In March 2025, Bukele and Trump reached an agreement to send immigrants deported from the United States to the Terrorism Confinement Center (CECOT), El Salvador’s notorious – and secretive – megaprison. Despite a US court ruling blocking the move, the Trump administration soon deported more than 200 immigrants – including at least 137 Venezuelans – to be imprisoned in the CECOT indefinitely and without due process.Footnote 111 Although the Trump administration initially claimed that most of the prisoners were members of the Venezuelan Tren de Aragua, the Salvadoran MS-13, or other criminal organizations, independent investigations found that almost none of those deported had criminal records or other known links to those groups.Footnote 112 These developments marked a stunning ‘transnationalization of El Salvador’s state of emergency’.Footnote 113
During the first months of 2025, Bukele also intensified his efforts to repress dissenting voices. Most notably, on 18 May, authorities arrested Ruth López, a prominent human rights activist and anti-corruption lawyer.Footnote 114 Her organization, Cristosal – El Salvador’s most high-profile human rights organization – soon pulled its entire staff from the country.Footnote 115 El Faro – the country’s most prominent investigative newspaper – followed suit after its leaders uncovered a plot to arrest them.Footnote 116 During this period, authorities also arrested at least half a dozen other high-profile activists, lawyers, and critics. The arrests amounted to a qualitative escalation in the regime’s repressive tactics. In the words of two of the exiled El Faro reporters, ‘May and June [of 2025] marked the great exodus of Salvadoran journalists and human rights and environmental activists. A growing exile had been trickling since Bukele came to power but had never been as massive and evident as it is now’.Footnote 117
Finally, in late July 2025, Bukele’s legislators approved a series of constitutional reforms that completely abolished term limits on the presidency and extended the length of the presidential term from five to six years.
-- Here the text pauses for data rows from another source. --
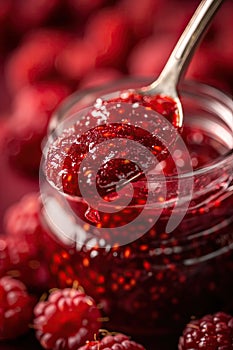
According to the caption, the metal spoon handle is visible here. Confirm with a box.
[149,0,224,94]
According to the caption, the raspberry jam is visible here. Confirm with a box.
[41,82,233,349]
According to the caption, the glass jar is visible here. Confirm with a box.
[41,79,233,349]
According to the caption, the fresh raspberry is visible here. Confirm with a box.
[178,312,233,350]
[5,28,70,94]
[6,82,70,175]
[78,333,145,350]
[0,193,54,293]
[0,276,35,340]
[34,288,101,350]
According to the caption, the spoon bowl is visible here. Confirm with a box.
[104,0,223,128]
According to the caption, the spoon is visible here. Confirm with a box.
[46,0,223,200]
[105,0,223,128]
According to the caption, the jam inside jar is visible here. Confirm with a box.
[41,79,233,349]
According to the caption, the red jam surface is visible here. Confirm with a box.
[44,92,233,349]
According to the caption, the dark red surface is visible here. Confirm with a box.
[0,0,233,350]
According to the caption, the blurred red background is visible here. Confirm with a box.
[0,0,233,227]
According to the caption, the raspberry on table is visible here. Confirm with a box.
[178,312,233,350]
[34,288,101,350]
[0,276,35,340]
[78,333,145,350]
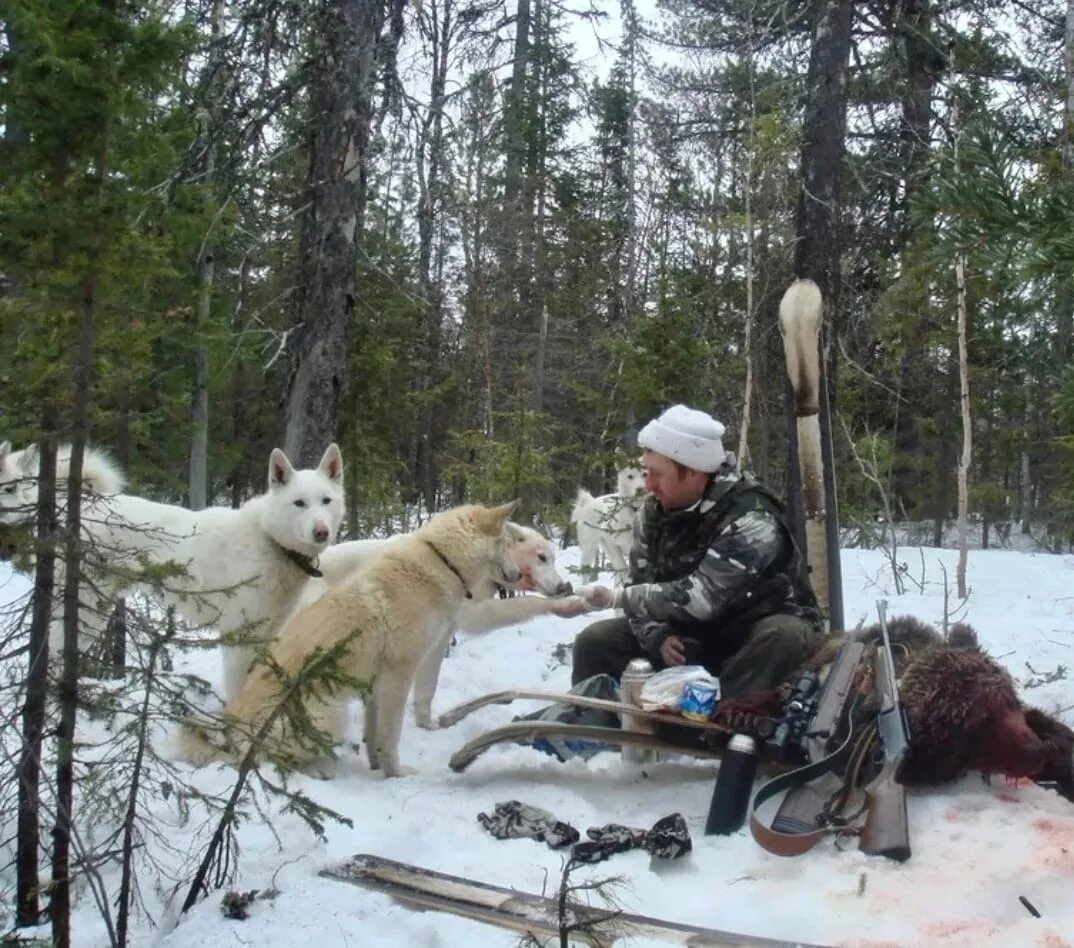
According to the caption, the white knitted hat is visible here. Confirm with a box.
[638,405,727,473]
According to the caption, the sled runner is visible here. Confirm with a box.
[320,854,809,948]
[448,721,724,773]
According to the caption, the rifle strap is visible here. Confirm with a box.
[750,733,869,856]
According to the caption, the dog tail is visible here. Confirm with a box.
[177,717,234,767]
[56,444,127,495]
[570,487,593,523]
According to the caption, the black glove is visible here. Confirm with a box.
[477,800,580,849]
[643,813,694,859]
[570,823,649,862]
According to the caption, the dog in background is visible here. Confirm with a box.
[183,502,522,777]
[570,466,645,582]
[0,442,344,696]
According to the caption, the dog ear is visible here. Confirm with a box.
[317,441,343,484]
[18,444,38,475]
[269,448,294,488]
[504,520,526,543]
[481,500,521,534]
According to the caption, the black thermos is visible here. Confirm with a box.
[705,734,757,836]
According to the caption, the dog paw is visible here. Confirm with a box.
[413,708,440,731]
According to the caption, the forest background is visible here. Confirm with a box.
[0,0,1074,550]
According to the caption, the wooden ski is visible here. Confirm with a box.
[320,852,809,948]
[448,720,723,773]
[437,688,729,733]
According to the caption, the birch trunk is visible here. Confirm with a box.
[955,253,973,599]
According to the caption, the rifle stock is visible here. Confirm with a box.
[858,600,910,862]
[858,761,910,862]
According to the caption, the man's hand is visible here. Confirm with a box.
[575,585,623,609]
[549,596,593,618]
[661,636,686,668]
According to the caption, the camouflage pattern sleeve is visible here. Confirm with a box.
[627,618,671,658]
[622,510,784,631]
[627,500,651,584]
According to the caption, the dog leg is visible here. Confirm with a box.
[220,645,257,701]
[369,668,413,777]
[362,688,380,770]
[411,628,452,731]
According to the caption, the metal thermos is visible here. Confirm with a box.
[619,658,656,763]
[705,734,757,836]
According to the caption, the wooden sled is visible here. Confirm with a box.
[438,689,789,773]
[320,852,820,948]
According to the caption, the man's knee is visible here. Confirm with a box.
[570,618,640,685]
[720,615,822,697]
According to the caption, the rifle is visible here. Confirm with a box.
[750,636,866,856]
[859,599,910,862]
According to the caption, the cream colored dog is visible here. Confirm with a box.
[289,521,592,729]
[184,504,521,777]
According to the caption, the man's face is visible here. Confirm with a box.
[641,449,709,510]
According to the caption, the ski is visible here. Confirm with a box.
[448,720,723,773]
[320,852,809,948]
[437,688,729,733]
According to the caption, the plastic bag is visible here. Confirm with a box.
[638,665,720,711]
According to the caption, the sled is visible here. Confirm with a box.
[437,689,751,773]
[437,688,729,734]
[320,852,811,948]
[448,721,723,773]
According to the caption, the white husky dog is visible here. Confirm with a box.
[299,521,592,730]
[570,467,645,581]
[0,441,127,523]
[183,504,521,777]
[0,444,343,695]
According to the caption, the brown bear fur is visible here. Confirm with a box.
[717,616,1074,801]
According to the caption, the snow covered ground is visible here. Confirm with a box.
[0,548,1074,948]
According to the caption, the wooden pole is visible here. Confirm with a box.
[780,280,843,628]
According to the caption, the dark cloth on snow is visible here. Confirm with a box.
[477,800,693,863]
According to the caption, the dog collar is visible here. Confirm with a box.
[422,540,474,599]
[276,543,324,579]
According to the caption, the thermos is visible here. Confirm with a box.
[705,734,757,836]
[619,658,656,763]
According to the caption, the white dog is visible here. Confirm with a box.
[299,521,592,729]
[0,441,127,523]
[183,504,521,777]
[0,444,343,696]
[570,467,645,581]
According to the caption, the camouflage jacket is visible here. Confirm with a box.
[622,475,822,654]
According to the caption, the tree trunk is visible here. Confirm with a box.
[15,440,56,928]
[955,253,973,599]
[790,0,854,629]
[284,0,397,465]
[49,270,103,948]
[187,0,223,510]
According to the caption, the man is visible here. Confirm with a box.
[571,405,823,697]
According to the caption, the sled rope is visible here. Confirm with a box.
[422,540,474,599]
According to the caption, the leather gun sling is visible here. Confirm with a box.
[750,734,854,856]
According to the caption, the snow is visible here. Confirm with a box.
[0,548,1074,948]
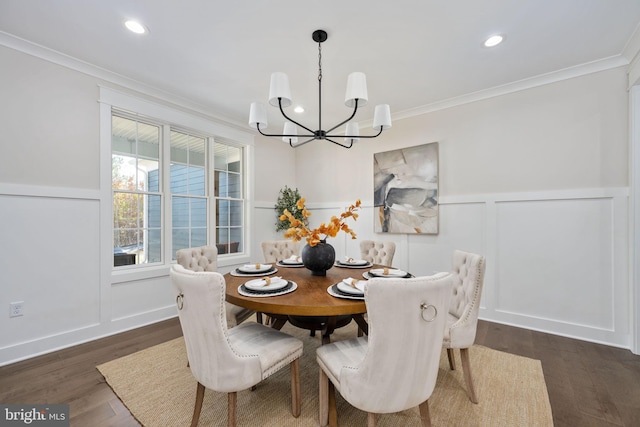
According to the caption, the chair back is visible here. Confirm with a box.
[262,240,300,263]
[176,246,218,271]
[340,274,452,413]
[170,264,262,392]
[449,250,485,348]
[360,240,396,266]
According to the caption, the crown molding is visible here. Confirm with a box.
[622,24,640,88]
[361,55,629,128]
[0,31,246,129]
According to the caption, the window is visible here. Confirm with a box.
[214,142,244,254]
[111,115,162,266]
[111,109,246,267]
[170,130,209,254]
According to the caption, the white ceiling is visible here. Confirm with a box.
[0,0,640,133]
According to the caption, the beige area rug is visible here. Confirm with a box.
[98,323,553,427]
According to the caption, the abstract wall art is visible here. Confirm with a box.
[373,142,439,234]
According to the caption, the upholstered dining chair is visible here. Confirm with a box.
[170,264,302,427]
[176,246,262,328]
[261,240,300,263]
[443,250,485,403]
[360,240,396,266]
[316,274,452,427]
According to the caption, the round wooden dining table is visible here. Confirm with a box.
[224,264,382,343]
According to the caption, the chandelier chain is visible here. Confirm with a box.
[318,43,322,80]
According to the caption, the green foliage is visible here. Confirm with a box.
[274,185,304,231]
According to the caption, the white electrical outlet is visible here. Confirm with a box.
[9,301,24,317]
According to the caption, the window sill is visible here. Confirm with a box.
[111,264,171,285]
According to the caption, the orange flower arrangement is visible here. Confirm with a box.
[280,197,360,246]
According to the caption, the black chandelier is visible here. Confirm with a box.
[249,30,391,148]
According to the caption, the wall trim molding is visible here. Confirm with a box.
[254,187,630,210]
[0,31,246,129]
[0,182,100,200]
[0,31,633,129]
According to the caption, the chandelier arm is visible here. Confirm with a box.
[289,136,316,148]
[326,126,382,139]
[325,138,353,148]
[327,98,358,133]
[256,123,315,139]
[278,98,316,135]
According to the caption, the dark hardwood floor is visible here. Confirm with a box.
[0,319,640,427]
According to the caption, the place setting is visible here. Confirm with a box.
[327,277,367,301]
[230,262,278,277]
[362,267,414,279]
[276,255,304,268]
[238,276,298,297]
[334,256,373,268]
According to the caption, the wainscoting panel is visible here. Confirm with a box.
[407,203,486,275]
[111,274,177,322]
[495,198,615,331]
[0,194,100,352]
[255,188,632,348]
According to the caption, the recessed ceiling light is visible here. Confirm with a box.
[124,20,147,34]
[484,34,504,47]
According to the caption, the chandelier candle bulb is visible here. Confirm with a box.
[269,72,291,108]
[249,102,267,129]
[344,71,369,108]
[282,122,298,144]
[373,104,391,131]
[344,122,360,141]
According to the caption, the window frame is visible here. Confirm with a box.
[99,87,254,284]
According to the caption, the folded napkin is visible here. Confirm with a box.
[258,276,282,286]
[342,277,366,290]
[242,262,271,270]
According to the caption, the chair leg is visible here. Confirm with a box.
[447,348,456,371]
[318,368,329,427]
[227,391,238,427]
[329,381,338,427]
[289,359,301,418]
[367,412,376,427]
[460,348,478,403]
[420,399,431,427]
[191,383,204,427]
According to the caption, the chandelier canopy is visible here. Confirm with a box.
[249,30,391,148]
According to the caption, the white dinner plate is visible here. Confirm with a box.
[338,280,367,296]
[238,264,273,273]
[244,277,289,292]
[369,268,407,277]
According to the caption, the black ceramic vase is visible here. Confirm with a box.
[300,240,336,276]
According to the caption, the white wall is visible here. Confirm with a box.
[282,68,631,347]
[0,41,630,365]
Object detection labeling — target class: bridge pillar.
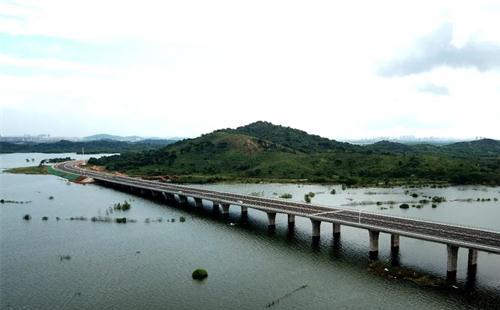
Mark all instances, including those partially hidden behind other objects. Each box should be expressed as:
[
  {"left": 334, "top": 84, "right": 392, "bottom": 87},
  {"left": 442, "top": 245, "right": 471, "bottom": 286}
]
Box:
[
  {"left": 221, "top": 203, "right": 229, "bottom": 215},
  {"left": 332, "top": 223, "right": 340, "bottom": 239},
  {"left": 467, "top": 249, "right": 477, "bottom": 273},
  {"left": 368, "top": 230, "right": 380, "bottom": 259},
  {"left": 151, "top": 190, "right": 158, "bottom": 199},
  {"left": 179, "top": 195, "right": 188, "bottom": 206},
  {"left": 267, "top": 212, "right": 276, "bottom": 229},
  {"left": 446, "top": 244, "right": 458, "bottom": 282},
  {"left": 241, "top": 206, "right": 248, "bottom": 216},
  {"left": 391, "top": 234, "right": 399, "bottom": 252},
  {"left": 288, "top": 214, "right": 295, "bottom": 228},
  {"left": 311, "top": 219, "right": 321, "bottom": 241},
  {"left": 194, "top": 198, "right": 203, "bottom": 209},
  {"left": 212, "top": 201, "right": 219, "bottom": 212},
  {"left": 161, "top": 192, "right": 177, "bottom": 204}
]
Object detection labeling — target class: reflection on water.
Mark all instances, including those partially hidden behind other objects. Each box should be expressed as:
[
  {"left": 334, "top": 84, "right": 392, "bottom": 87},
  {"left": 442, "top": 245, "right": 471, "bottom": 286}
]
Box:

The reforms also replaced El Salvador’s traditional presidential run-off system with a single-round contest.Footnote 118 The move appeared designed to extend Bukele’s tenure indefinitely.
Bukele serves as a case study of how a savvy far-right politician, when boosted by high levels of popular support and a permissive international environment, can accelerate democratic backsliding and consolidate authoritarianism. Indeed, as recent developments suggest, El Salvador is likely to continue its downward slide into authoritarianism as long as Bukele remains in office. The country’s competitive authoritarian regime had already hardened significantly a little more than a year into his second term. Especially if Bukele’s popularity declines to the extent that the ballot box is no longer a reliable avenue to remain in power, or if serious challengers emerge from within the ranks of the opposition, the Salvadoran regime is likely to begin resembling a purer form of authoritarianism.